On field anatomies, Laura Cocks’ flute often sounds like anything but a flute. They breathe into their instrument, creating puffy wasps of air and biting, gritty punches that zig zag from one speaker to another. Sometimes, pitched tones appear, but even those sound a little alien. The album presents a wide array of possibilities of the flute’s sound, aiming to expand the instrument’s possibilities and ultimately presenting music that defies conventions.
Cocks has had a long history of pushing boundaries on the flute and in contemporary classical music. The New York-based flutist is the Executive Director and flutist of TAK Ensemble, a fearless group of musicians who present cutting edge new works. They developed field anatomies in close collaboration with the five composers featured on the album, centering spatialization and resonance on each piece to give the music a three-dimensional feeling. Cocks began working on the album as a way to explore the flute’s physicality, and throughout the record, the flute’s body is more of a character than its bright tones.

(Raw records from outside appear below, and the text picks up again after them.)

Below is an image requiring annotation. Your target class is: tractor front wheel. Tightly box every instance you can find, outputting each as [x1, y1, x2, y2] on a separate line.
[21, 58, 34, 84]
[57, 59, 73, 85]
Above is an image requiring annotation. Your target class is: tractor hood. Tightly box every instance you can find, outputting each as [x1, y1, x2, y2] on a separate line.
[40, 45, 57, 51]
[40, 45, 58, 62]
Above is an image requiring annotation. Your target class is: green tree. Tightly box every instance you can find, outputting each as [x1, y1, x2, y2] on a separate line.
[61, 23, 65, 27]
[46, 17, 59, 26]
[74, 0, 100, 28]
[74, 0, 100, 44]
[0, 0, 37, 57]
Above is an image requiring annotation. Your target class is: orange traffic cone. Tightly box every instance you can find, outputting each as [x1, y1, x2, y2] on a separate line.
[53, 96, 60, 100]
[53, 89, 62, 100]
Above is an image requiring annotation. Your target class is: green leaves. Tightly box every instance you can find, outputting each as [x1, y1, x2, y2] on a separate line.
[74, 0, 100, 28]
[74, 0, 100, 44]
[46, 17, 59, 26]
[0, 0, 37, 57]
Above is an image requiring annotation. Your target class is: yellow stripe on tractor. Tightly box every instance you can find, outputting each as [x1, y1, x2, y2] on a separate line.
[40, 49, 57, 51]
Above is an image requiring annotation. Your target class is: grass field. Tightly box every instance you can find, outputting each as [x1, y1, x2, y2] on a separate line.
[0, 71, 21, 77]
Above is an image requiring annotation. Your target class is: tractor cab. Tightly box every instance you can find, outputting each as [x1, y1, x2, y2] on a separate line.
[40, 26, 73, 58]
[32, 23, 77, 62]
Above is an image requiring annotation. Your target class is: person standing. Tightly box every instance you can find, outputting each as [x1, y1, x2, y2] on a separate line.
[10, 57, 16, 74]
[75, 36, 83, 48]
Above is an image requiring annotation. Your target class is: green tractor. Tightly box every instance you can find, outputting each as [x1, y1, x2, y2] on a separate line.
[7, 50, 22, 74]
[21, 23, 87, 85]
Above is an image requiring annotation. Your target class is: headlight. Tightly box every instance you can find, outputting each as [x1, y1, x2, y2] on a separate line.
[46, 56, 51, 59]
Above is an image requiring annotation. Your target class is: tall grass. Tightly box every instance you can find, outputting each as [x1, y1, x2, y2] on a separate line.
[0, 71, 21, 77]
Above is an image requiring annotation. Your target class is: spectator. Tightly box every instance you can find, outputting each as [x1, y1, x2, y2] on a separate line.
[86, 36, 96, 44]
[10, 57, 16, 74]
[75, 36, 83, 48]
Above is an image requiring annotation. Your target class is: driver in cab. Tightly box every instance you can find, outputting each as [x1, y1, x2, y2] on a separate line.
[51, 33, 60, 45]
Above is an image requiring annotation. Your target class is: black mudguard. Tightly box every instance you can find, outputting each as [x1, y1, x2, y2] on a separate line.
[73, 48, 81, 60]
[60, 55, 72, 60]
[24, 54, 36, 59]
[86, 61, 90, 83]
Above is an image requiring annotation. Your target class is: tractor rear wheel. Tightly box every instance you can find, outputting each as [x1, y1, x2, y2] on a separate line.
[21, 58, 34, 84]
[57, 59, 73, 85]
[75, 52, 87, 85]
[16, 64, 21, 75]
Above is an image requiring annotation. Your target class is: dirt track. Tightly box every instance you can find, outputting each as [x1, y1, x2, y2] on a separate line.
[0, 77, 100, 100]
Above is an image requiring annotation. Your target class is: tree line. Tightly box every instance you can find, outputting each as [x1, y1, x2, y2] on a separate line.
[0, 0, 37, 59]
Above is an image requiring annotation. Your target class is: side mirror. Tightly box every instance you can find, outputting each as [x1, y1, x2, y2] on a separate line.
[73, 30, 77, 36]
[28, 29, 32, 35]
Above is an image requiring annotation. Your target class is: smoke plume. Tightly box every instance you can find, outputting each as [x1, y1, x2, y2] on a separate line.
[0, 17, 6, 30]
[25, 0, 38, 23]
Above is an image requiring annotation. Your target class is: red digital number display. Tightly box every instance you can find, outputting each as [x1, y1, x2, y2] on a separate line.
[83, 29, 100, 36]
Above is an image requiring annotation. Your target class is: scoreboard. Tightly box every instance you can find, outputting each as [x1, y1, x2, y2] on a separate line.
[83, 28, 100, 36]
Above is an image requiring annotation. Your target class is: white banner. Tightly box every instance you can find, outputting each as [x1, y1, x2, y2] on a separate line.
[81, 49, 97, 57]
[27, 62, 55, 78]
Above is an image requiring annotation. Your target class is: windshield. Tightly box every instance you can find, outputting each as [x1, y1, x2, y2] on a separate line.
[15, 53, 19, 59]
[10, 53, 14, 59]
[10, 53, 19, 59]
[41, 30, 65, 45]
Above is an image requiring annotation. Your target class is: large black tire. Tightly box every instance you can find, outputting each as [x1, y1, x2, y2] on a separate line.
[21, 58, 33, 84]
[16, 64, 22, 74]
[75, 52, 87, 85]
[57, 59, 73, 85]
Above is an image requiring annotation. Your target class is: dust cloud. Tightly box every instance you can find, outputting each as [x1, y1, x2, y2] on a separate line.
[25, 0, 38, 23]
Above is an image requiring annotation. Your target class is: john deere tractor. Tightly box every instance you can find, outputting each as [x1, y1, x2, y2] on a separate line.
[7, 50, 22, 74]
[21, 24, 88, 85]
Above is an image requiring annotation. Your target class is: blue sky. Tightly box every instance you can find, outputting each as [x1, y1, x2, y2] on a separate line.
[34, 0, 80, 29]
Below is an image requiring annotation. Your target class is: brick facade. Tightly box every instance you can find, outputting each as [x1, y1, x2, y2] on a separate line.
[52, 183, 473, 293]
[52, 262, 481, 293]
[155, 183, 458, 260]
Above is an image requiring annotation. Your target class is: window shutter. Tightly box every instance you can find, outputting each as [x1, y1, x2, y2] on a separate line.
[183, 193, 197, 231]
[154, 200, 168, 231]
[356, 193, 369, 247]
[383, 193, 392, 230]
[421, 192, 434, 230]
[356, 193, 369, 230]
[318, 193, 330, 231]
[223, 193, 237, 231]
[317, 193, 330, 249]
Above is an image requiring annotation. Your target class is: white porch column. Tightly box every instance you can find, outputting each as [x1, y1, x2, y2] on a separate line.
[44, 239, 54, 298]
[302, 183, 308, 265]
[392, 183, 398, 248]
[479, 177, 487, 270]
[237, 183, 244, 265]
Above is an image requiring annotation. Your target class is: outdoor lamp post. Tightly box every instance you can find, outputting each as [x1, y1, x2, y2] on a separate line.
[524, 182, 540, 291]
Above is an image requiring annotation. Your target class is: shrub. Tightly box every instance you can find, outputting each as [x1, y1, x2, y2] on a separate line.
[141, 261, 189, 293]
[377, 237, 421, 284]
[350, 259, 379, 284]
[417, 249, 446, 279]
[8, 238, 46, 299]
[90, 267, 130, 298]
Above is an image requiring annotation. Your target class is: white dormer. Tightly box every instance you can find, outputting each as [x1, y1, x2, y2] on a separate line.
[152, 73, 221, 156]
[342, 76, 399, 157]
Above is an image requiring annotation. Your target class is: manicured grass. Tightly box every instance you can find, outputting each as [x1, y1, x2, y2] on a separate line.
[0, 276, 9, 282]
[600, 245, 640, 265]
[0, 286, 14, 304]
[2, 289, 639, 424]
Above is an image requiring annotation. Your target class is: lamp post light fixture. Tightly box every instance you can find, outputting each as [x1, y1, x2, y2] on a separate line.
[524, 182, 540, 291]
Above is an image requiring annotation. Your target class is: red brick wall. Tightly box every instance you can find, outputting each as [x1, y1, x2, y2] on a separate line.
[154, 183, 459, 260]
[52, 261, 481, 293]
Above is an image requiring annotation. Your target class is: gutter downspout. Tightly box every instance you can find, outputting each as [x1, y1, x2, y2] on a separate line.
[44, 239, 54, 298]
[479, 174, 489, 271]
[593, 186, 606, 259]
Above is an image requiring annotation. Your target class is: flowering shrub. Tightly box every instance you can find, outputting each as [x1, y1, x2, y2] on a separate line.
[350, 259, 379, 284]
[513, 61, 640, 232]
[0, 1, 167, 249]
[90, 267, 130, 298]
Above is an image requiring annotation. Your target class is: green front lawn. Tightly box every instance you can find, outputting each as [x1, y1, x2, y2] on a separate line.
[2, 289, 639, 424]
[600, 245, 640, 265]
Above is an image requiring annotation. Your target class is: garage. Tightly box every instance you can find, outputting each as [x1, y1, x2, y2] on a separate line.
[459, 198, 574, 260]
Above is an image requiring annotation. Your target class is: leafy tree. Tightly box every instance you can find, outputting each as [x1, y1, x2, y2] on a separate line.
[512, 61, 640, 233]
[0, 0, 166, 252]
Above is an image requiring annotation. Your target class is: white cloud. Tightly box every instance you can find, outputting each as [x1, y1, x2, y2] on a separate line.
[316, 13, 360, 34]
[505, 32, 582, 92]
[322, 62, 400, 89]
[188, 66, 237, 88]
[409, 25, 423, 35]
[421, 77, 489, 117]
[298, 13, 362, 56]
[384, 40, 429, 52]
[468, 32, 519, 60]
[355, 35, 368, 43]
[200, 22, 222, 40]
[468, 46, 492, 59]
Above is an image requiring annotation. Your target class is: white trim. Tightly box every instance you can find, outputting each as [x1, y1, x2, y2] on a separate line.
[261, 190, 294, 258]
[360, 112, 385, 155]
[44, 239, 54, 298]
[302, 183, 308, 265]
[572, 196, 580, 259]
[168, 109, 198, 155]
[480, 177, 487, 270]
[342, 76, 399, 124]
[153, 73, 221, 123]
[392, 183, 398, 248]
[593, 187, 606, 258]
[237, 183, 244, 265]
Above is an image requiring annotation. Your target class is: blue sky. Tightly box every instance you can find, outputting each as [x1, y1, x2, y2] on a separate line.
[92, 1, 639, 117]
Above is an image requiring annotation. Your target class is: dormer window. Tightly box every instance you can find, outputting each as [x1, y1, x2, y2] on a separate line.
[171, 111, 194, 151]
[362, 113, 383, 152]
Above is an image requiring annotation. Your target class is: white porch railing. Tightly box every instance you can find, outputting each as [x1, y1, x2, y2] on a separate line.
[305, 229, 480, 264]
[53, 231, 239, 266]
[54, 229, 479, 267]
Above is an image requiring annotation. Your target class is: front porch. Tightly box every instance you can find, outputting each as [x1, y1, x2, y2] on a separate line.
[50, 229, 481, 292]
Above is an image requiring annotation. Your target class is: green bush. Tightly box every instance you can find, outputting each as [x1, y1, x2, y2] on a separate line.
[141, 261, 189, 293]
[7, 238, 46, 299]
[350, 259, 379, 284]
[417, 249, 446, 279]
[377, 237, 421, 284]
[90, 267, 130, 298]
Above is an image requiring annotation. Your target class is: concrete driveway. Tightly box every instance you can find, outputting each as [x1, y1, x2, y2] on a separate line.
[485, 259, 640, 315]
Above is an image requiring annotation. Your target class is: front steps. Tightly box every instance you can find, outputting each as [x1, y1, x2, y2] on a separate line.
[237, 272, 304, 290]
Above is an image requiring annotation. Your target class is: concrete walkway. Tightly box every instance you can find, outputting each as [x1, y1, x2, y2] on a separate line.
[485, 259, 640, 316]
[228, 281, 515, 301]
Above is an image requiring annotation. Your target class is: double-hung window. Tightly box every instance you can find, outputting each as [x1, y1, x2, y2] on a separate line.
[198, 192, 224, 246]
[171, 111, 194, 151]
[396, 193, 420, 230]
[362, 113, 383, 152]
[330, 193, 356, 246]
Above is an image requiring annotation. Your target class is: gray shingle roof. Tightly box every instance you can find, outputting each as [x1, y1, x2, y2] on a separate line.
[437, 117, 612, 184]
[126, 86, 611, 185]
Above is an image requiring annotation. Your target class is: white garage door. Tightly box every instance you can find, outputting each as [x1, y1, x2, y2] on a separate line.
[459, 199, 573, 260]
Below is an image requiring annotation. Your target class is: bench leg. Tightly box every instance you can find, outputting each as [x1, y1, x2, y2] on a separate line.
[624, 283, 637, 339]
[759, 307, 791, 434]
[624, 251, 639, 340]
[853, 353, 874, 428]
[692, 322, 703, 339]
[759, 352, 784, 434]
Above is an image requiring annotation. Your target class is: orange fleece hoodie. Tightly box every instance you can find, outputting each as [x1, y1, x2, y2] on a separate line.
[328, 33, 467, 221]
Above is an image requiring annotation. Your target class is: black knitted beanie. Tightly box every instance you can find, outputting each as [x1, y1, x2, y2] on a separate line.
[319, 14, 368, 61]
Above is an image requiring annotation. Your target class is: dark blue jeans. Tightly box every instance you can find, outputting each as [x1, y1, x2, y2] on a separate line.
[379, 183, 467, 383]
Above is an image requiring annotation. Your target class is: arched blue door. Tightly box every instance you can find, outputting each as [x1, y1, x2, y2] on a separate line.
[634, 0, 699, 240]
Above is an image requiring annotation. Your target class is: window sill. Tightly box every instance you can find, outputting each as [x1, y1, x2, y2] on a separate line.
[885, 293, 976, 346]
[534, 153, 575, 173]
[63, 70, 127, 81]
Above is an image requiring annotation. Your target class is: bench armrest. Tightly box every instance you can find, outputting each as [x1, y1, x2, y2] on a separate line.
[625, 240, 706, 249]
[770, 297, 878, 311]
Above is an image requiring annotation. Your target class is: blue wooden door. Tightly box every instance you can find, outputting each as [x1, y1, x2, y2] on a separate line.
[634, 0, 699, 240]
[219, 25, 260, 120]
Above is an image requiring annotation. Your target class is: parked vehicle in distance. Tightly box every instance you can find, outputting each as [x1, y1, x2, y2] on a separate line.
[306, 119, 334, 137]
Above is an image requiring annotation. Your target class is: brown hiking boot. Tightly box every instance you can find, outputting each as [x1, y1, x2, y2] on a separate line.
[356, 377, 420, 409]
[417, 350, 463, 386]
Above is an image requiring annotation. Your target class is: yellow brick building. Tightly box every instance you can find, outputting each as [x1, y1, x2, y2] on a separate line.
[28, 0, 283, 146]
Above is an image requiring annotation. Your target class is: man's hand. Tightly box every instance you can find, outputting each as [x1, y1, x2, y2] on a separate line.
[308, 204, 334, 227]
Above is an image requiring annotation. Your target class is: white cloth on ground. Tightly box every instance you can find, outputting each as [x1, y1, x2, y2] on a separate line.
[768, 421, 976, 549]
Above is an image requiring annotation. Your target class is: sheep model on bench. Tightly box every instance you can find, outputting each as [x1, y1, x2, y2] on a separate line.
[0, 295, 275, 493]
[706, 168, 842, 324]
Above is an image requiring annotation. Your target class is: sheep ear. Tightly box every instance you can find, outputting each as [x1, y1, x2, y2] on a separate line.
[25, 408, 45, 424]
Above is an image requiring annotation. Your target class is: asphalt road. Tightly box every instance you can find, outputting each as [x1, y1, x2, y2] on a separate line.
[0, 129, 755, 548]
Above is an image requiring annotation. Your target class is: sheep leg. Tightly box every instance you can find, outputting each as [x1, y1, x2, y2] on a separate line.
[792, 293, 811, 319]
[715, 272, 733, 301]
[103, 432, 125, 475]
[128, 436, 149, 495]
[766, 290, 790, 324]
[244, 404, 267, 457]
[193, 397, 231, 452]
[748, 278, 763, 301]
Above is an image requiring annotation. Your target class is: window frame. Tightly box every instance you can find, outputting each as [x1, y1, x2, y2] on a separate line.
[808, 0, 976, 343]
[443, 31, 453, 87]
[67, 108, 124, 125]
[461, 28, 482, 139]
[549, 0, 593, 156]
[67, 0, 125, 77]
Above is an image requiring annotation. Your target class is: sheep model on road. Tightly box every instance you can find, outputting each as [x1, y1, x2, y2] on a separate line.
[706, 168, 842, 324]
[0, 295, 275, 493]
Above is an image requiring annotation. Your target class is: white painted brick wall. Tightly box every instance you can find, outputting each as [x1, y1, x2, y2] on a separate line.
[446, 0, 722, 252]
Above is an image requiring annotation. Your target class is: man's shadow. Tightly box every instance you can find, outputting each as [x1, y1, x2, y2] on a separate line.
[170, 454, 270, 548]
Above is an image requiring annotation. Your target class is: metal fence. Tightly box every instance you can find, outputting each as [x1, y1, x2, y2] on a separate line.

At many points of field anatomies, Cocks’ voice and breath feel one with the flute’s frenzied motion. David Bird’s “Atolls” opens the album with breathiness and flutters, eventually expanding to include chaotic bursts of notes and manipulated electronic dissonances, and then receding into spiraling echoes and metallic drones. Cocks’ urgent breath runs underneath every musical moment, ultimately creating a fast-paced whirlwind of energy. Bethany Younge’s “Oxygen and Reality” feels similar, building up from barely there blips of air that come and go in spurts and travel in frenetic buzzes. Cocks’ voice and breath eventually enter, becoming one with the flute until they’re all that’s left.
While most of the album embodies this hectic space, one piece stands out for its more meditative approach: Jessie Cox’s “Spiritus.” It features a drone that’s mixed with a hint of voice, gently wavering between pleasant consonance and moments of tension, until the flute bursts into a fast melody that moves like it’s weighed down in quicksand, stuck in time yet striving to push forward. Every moment stretches out, reaching past the instrument.
Throughout field anatomies, Cocks finds the balance between light and dark, pummeling and airy. Much of the album breaks open our imagined conception of what a flute might be. But perhaps what’s most compelling about this music is its suggestion that flute has places yet to go. In the album’s final moments, Cocks takes a breath in as if they’ll play another note, but they don’t. Instead, we’re left to wonder what might come next.